One of his stories is about people rowing on a lake during a fog on a dark night. One group of rowers who tried to cross three miles of water in foggy weather never succeeded in reaching their goal. Without knowing it, they rowed in two large circles. When they finally got to the shore, they discovered that they were at the spot they had started from.

After studying many stories such as this, Professor Guldberg wrote an article in which he discussed "Circular Motion as the Basic Motion of Animals." A simple example will help you to understand his explanation of why we walk in circles.

Have you ever wound up a toy automobile and started it off across the floor? Then you know that it will rarely travel in a straight path. It will travel, instead, in some kind of arc, or curve. If it is to travel in a straight line, the wheels on both sides have to be of exactly equal size. If they are not, the little automobile turns toward the side with the smaller wheels.
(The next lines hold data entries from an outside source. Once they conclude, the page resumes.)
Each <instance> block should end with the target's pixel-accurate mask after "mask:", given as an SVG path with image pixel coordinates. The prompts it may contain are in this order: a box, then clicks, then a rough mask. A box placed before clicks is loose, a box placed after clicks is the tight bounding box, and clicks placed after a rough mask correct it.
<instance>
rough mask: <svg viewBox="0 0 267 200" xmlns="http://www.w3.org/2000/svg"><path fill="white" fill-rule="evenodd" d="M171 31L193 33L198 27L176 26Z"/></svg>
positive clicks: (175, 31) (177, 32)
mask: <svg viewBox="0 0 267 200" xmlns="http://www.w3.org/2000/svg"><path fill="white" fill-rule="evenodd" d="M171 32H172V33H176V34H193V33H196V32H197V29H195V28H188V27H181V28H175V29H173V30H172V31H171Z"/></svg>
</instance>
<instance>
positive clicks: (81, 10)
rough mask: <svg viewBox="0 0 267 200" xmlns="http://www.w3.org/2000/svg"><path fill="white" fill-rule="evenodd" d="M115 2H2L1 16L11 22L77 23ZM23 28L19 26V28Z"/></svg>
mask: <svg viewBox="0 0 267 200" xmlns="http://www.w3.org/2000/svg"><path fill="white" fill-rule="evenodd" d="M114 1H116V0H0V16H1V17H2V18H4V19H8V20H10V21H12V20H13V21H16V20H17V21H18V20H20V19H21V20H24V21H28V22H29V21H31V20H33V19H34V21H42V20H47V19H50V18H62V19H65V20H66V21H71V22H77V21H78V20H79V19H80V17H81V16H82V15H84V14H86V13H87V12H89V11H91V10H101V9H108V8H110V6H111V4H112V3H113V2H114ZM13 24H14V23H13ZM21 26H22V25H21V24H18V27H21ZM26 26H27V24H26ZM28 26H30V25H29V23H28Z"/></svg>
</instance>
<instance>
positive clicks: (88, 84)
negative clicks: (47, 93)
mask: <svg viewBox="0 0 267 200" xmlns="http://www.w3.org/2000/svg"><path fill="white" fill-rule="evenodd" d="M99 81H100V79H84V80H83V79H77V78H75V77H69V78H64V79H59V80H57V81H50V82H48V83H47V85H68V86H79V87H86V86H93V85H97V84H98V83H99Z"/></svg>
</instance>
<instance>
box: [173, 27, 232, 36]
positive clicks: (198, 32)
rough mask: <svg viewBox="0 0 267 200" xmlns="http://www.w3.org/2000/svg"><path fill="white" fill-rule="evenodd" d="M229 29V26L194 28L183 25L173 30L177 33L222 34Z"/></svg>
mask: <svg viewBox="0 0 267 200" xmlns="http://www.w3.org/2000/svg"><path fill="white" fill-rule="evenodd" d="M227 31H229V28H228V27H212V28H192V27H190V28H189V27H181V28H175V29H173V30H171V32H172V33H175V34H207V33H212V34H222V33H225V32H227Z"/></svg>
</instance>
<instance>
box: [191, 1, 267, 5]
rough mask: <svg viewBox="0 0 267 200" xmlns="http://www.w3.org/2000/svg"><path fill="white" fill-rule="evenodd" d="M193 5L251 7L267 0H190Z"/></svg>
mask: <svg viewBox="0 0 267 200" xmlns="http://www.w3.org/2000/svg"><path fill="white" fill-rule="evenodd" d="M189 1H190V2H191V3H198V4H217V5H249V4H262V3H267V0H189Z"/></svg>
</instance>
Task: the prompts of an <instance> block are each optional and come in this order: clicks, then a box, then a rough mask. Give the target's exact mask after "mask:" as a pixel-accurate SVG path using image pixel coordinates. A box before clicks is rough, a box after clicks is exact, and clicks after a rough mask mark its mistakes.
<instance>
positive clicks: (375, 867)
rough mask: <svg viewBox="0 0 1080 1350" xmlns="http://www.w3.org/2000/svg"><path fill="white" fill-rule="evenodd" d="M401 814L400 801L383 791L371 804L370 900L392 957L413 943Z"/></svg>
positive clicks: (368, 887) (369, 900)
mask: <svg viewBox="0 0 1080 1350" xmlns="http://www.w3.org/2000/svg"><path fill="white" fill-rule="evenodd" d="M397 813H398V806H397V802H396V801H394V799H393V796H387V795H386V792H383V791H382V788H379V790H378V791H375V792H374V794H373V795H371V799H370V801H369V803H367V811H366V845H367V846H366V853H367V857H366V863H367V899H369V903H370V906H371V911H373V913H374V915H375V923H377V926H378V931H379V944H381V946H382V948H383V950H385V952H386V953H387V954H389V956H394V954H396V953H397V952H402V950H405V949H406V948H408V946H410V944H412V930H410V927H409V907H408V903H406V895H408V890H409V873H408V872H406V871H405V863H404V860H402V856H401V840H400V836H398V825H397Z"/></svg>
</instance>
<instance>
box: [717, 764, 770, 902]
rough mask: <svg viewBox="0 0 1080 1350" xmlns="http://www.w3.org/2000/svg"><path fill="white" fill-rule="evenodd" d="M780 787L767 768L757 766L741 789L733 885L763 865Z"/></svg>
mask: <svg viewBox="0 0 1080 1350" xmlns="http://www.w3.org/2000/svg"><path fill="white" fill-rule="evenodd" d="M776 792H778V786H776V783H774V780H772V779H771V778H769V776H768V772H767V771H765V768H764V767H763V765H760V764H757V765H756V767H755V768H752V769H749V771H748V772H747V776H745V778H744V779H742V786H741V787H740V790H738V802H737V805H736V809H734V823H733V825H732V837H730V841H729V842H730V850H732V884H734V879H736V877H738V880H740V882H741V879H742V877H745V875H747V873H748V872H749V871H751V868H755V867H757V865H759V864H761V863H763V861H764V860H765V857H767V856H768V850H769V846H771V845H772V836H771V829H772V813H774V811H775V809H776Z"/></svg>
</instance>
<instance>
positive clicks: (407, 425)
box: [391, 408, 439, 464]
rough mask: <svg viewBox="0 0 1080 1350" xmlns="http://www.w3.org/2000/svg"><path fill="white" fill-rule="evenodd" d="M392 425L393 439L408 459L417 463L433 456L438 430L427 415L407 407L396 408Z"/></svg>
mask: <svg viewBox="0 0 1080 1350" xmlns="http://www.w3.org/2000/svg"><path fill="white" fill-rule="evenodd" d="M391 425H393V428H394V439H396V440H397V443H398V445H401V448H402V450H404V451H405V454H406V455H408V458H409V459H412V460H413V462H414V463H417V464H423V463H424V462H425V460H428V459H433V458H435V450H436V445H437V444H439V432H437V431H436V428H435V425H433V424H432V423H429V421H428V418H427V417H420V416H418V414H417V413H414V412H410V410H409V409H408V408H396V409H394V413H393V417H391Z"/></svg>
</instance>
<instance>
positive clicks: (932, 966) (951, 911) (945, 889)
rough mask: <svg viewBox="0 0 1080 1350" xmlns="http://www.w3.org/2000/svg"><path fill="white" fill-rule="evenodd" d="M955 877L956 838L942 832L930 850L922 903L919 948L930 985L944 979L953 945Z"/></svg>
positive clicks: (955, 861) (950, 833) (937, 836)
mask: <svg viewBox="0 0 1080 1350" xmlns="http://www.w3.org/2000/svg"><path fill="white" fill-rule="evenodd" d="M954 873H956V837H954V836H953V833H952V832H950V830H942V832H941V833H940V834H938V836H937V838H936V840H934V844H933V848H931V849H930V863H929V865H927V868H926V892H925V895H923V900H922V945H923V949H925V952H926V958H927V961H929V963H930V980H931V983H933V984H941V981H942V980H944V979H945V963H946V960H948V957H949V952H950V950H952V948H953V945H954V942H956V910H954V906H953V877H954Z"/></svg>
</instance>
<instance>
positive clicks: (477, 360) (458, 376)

Circular movement in walking is caused in much the same way. Usually a man walking will "watch his step" and "look where he is going." He needs his senses, especially his eyes, to get to the point he intends to reach. When he cannot use his eyes to guide his steps, he will walk straight only if he takes a step of the same length with each foot.

In most people, however, muscle development is not the same in both legs, so that it is probable that the steps will be uneven. The difference may be so small that no one is aware of it. But small as it is, it can cause circular movement.

Let us suppose that a man's left foot takes a step 20 inches long and that his right foot takes a step 30 inches long. Now suppose he takes ten step - five with his left foot and five with his right. His left foot will travel 100 inches. His right foot will travel 150 inches. This sounds impossible. One foot cannot remain 50 inches behind the other. What really happens? At each step the man turns a little bit to the left. Sooner or later he makes a complete circle. The tracks of his feet, however, make two circles, one inside the other. His left foot makes the smaller circle because it is taking larger steps. This is why a person may walk in an arc when he sets out in a straight line.

The muscles of a man's arms are no more identical than the muscles of his legs. This explains why the rowers who set out to cross the lake at night rowed in a circle. By the same rule, a bird's wings do not develop evenly, and so it will fly in circles when blinded. Thus, dear readers, our circular mystery has a very straight answer.